The Freedom Foundation has funded MDEC with hundreds of thousands of dollars, sending mail pieces to UTD members, recruiting and paying teachers to attend an all-expenses paid conference in Colorado, building MDEC’s website and hiring lawyers. Florida Commissioner of Education Manny Diaz Jr. was the keynote speaker at the Colorado conference.

Although anti-union legislation is not new to the state and the Freedom Foundation dates back to 1991, UTD members believe the most recent attacks are targeted at unions that did not endorse DeSantis in his 2022 reelection campaign. SB 256 exempts police, firefighter and correctional officers unions, all of which have supported DeSantis over the years.

Hernández-Mats also ran directly against DeSantis as former candidate Charlie Crist’s running mate.

She and White say it is unclear when the recertification election would take place and in what form, although MDEC’s website claims that the new union must collect 3,000 show-of-interest cards from M-DCPS employees by January 2024.

“It just boggles my mind that someone would actually believe that a group whose sole purpose over the last decade or so has been to destroy unions is now going to help them form a new one,” said White.

What’s at stake

UTD ratified its newest contract this summer with a record-breaking 91% of members voting in support. The contract secured pay increases of 7-10%, increased credential pay, a free insurance option for all employees, flat costs for the remaining health care plans, duty-free planning and lunch, seven-hour-and-twenty-minute workdays, contractual evening hours and more.

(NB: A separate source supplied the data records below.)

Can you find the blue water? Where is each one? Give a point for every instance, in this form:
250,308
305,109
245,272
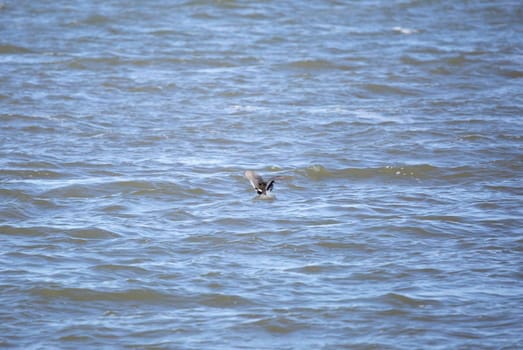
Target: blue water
394,131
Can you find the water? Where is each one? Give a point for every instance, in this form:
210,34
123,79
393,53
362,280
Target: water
396,128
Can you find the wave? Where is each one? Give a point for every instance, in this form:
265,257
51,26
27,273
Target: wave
395,173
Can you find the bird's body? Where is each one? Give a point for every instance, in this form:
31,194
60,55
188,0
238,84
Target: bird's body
258,183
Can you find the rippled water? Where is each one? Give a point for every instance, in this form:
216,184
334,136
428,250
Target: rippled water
395,129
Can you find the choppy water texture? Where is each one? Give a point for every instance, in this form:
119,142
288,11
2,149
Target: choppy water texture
396,128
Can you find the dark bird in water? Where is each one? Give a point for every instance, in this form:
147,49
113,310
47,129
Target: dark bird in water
258,184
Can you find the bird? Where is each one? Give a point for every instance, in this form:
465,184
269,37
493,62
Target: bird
258,183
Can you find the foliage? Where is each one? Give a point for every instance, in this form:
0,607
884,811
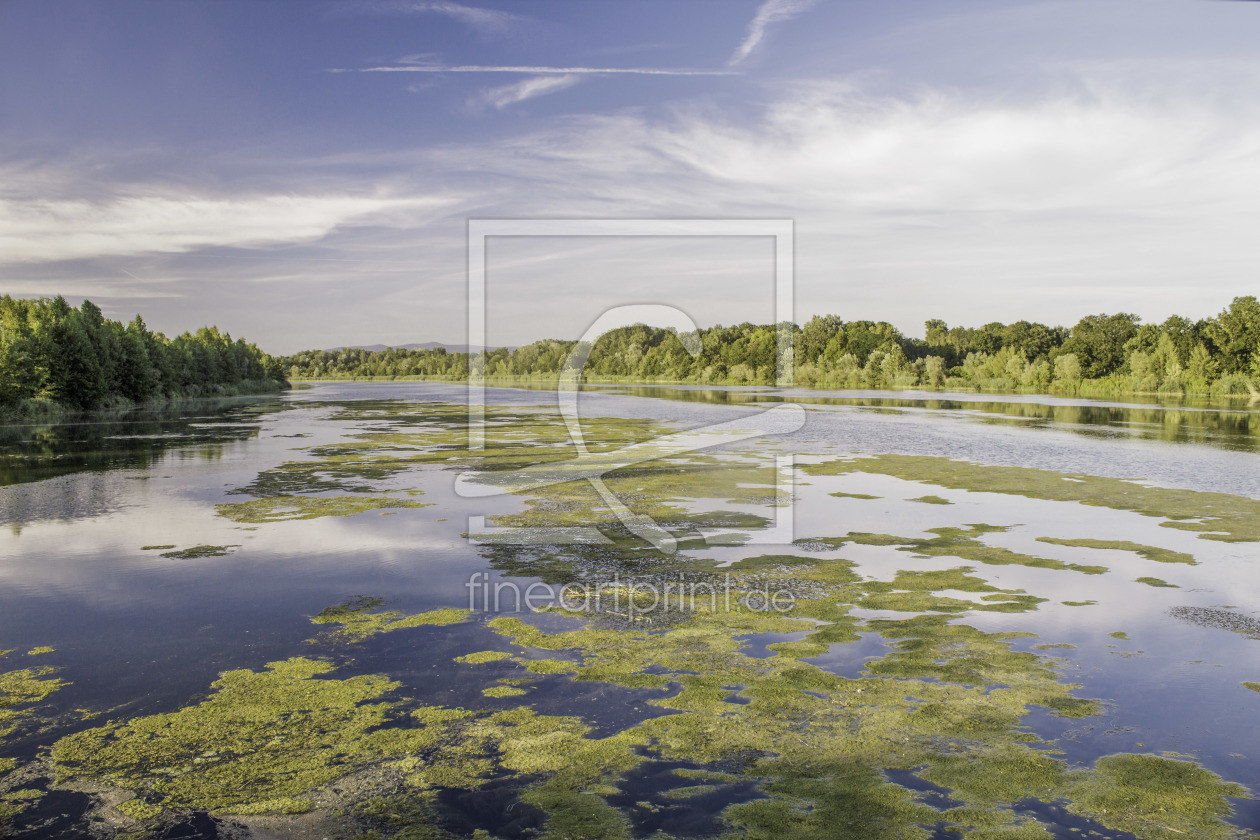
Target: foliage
57,357
1111,353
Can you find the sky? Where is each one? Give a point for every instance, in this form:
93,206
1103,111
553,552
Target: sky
303,173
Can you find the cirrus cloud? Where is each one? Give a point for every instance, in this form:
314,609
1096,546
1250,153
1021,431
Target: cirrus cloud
48,231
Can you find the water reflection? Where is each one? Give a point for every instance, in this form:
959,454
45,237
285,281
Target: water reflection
1231,425
127,440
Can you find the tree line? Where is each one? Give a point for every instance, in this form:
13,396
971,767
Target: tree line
1101,353
56,357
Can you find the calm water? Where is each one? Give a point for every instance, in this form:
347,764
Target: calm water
136,632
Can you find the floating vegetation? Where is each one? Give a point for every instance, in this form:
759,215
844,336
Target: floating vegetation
289,508
359,621
1157,797
1157,582
1219,620
1149,552
964,543
20,692
1214,515
198,552
262,742
503,692
483,656
22,689
732,703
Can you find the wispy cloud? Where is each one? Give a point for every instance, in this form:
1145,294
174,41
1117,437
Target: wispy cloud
770,11
484,20
534,86
45,231
533,69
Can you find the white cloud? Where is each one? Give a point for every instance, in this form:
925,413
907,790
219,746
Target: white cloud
44,231
423,66
770,11
502,97
485,20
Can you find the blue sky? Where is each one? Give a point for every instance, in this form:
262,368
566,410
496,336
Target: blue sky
301,173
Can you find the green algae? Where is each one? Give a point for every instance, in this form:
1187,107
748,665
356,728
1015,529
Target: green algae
945,702
1212,515
1157,582
139,810
20,690
198,552
915,592
1149,552
20,693
1157,797
483,656
503,692
260,743
292,508
963,543
359,620
1217,620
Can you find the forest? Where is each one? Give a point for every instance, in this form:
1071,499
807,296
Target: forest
1100,354
57,358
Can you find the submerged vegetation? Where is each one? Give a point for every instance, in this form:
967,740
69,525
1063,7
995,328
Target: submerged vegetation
54,358
1101,354
873,699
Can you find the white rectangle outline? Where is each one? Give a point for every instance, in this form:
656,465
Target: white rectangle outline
478,231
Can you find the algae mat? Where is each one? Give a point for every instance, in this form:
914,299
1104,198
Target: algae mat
926,659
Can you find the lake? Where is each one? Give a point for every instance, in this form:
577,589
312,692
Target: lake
684,612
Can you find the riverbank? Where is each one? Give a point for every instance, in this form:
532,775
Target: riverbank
44,411
1232,389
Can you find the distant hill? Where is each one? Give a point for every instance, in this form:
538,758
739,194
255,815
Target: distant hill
426,345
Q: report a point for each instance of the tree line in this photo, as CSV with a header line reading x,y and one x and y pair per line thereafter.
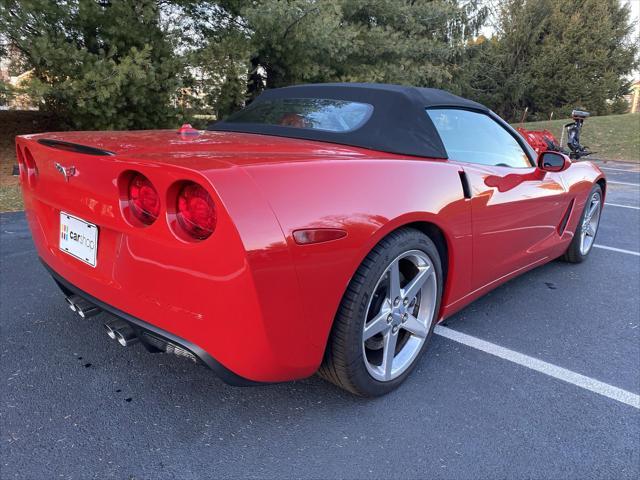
x,y
128,64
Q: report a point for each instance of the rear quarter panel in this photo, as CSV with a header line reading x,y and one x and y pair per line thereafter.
x,y
368,198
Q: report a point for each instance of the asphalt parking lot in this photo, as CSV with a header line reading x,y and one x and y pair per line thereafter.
x,y
75,405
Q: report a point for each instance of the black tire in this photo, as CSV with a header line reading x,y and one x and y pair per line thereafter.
x,y
573,253
343,362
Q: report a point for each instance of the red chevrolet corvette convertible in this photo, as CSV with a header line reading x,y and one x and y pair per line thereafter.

Some of those benefits are new and improved, but a lot of the terms that M-DCPS teachers rely on for a healthy work environment have been negotiated over a period of nearly 50 years since UTD was founded in 1974.

“All of these things that we kind of take for granted because they’ve always been there, people are now recognizing that they’re at stake now,” said White.

MDEC says it would bargain for better wages and benefits and cut union dues by at least half. It adds that the UTD contract would remain in place until a new agreement between M-DCPS and MDEC is reached, thanks to federal status quo laws which typically protect workers during the bargaining process. It is unclear, however, what would happen if the two parties cannot reach an agreement.

Besides, White contradicts that view, claiming that the UTD contract would not stand if the very bargaining agent that ratified it ceases to exist.

“[MDEC] would have to start from scratch,” he said. “Our people wouldn’t have a contract because anyone with common sense knows that contracts are between two parties and they’re not transferable … But I don’t know how you start from scratch in the largest district in the state without the resources to do that.”

Hernández-Mats foresees a dire future if the Freedom Foundation gets its way, warning of a “mass exodus of teachers” from the classroom already fed up with book bans and revised history standards.

“We are not just defending our jobs,” said Hernández-Mats. “We are protecting the future of our children and the well-being of our community.”

“This is just the space that we’re in now in education in the state of Florida,” White said. “It’s a very dangerous space, but we’ll survive this too. Whatever doesn’t kill you makes you stronger.”